The Zestimate has always incorporated key factors to determine the value of a home: square footage, number of bedrooms, number of bathrooms and location. Those are known as “structured data.”
But the home value algorithm has also learned to analyze “unstructured data” that can help it estimate a higher value for a home with granite countertops and stainless steel appliances compared to a similar home with a formica kitchen.
Technically, the Zestimate can’t tell the difference between granite and formica. But the algorithm is being trained to analyze pixels in images and learn that certain pixels correlate with a higher price tag. The magazine Popular Science noted these features and their improvement to the Zestimate in a recent story about artificial intelligence. Zillow first started developing what it called a “neural network” to make these distinctions in 2016.
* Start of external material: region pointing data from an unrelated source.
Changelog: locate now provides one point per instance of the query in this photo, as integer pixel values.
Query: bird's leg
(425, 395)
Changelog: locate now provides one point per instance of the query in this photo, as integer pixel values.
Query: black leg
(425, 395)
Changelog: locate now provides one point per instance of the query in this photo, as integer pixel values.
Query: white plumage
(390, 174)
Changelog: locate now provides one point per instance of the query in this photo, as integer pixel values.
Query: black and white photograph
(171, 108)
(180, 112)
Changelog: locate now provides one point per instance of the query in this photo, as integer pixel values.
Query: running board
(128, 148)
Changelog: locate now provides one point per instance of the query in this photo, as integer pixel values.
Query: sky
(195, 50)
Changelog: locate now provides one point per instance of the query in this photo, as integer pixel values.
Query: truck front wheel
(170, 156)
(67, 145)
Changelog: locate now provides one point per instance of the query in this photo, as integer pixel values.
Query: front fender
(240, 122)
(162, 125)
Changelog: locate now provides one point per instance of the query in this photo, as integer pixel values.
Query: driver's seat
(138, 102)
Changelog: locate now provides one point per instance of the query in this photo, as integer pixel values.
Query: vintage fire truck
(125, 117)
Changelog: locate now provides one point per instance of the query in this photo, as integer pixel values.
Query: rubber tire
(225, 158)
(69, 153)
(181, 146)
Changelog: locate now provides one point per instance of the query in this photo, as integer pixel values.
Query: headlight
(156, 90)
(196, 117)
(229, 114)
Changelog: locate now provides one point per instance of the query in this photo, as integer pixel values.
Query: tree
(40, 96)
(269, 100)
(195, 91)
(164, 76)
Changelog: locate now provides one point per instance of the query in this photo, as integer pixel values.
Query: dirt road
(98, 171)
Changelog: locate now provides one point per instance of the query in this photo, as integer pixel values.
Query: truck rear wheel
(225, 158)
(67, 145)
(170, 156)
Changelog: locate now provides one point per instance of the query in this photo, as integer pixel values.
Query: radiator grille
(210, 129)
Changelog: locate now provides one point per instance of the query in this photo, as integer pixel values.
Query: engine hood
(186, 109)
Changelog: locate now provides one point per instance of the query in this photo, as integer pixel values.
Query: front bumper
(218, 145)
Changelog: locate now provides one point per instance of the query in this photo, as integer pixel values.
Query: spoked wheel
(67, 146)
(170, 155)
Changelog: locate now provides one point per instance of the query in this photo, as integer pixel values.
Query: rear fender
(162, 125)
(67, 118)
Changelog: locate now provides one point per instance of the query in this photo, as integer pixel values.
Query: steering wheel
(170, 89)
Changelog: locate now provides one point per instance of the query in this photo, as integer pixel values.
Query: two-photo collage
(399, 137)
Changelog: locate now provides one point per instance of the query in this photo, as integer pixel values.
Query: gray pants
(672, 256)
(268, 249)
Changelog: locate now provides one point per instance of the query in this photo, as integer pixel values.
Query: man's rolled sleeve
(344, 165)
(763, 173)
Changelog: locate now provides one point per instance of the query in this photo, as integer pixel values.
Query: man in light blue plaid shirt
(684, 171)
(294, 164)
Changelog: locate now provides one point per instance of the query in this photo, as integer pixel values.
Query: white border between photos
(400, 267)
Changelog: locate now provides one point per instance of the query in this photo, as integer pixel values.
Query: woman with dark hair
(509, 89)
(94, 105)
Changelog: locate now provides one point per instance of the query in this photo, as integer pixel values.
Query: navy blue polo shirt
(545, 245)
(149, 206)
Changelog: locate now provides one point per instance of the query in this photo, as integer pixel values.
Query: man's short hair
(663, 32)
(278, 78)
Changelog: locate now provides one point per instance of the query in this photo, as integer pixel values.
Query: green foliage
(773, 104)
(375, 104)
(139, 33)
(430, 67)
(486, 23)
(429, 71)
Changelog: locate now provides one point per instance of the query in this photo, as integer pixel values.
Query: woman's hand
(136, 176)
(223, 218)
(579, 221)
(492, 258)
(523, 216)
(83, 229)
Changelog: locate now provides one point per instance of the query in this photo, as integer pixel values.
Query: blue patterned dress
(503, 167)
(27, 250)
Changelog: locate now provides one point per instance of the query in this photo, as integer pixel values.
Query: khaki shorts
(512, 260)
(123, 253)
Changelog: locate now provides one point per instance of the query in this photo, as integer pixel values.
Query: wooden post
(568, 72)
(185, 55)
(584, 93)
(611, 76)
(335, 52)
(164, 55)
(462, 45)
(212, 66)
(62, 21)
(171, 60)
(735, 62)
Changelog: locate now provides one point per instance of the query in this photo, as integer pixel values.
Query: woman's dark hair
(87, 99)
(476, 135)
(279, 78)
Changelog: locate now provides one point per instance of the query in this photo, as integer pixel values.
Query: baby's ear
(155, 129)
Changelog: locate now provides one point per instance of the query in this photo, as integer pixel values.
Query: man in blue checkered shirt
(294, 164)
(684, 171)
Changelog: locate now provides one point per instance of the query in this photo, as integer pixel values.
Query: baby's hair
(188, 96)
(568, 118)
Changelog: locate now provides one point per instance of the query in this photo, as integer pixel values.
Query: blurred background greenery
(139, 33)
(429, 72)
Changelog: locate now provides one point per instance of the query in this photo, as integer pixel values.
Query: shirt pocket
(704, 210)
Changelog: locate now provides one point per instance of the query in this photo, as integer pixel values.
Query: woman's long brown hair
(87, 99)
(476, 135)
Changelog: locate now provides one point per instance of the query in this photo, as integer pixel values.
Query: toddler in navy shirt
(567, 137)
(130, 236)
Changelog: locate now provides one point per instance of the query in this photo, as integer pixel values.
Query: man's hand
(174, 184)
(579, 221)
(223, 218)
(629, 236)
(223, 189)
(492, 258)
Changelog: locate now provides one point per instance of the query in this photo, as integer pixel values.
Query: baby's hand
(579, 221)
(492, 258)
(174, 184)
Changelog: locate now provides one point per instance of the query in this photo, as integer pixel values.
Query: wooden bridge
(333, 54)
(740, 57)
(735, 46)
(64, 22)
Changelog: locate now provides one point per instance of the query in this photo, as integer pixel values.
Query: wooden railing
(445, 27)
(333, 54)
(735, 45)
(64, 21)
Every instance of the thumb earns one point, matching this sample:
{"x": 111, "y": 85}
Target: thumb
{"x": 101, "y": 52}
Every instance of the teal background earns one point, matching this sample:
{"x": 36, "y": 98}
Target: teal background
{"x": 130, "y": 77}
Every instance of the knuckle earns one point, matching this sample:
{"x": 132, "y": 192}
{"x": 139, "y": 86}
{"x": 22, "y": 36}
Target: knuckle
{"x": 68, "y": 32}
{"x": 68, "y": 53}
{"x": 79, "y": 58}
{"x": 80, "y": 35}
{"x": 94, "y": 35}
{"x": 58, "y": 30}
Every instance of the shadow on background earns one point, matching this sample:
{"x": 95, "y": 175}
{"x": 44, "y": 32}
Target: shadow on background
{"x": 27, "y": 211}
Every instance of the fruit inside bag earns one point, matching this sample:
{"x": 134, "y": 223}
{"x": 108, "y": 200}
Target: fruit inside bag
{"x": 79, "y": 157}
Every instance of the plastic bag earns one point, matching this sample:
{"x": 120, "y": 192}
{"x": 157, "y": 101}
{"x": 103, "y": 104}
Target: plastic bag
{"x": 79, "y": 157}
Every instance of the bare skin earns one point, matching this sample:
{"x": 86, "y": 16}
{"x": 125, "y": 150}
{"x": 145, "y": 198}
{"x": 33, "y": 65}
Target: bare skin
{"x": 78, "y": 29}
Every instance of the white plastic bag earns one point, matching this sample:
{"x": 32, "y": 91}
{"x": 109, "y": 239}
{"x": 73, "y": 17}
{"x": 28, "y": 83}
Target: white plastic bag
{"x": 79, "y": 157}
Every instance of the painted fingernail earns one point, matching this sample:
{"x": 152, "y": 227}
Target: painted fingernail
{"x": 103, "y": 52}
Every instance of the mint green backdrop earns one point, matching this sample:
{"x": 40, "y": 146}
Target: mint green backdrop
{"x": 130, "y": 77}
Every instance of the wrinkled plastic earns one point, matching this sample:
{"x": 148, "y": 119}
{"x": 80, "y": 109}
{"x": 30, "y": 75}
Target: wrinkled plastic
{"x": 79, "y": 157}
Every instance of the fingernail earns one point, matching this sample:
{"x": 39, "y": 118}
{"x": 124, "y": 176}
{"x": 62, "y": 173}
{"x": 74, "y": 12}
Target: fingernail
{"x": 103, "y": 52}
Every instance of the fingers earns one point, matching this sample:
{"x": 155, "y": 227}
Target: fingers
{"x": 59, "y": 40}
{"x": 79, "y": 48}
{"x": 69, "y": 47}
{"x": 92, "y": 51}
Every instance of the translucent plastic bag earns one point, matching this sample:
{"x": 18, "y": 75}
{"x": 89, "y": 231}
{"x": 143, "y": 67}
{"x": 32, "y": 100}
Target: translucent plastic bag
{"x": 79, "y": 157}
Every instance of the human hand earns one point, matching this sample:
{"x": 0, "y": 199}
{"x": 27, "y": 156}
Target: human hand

So far, Zillow has only introduced these capabilities in King County, where Zillow’s Seattle headquarters sits in Washington state. Zillow plans to roll out the feature more broadly but a spokesperson declined to say when or where.
Besides distinguishing between two kitchens, the new Zestimate could also analyze two homes on the same street with the same number of bedrooms and bathrooms. Now, if Zillow sees photos of both homes and one has been renovated and its next-door neighbor is a decade or two out of date, the Zestimate can reflect that in its price determination.
These are all things that any person looking at a house knows instinctively: which house looks nicer and more expensive. But the Zestimate hasn’t been able to parse those subtler differences until now.
“We’re now trying to teach computers that same sensibility that a person has,” Zillow Chief Analytics Officer Stan Humphries told Popular Science. “Teaching a computer to appreciate curb appeal is truly artificial intelligence.”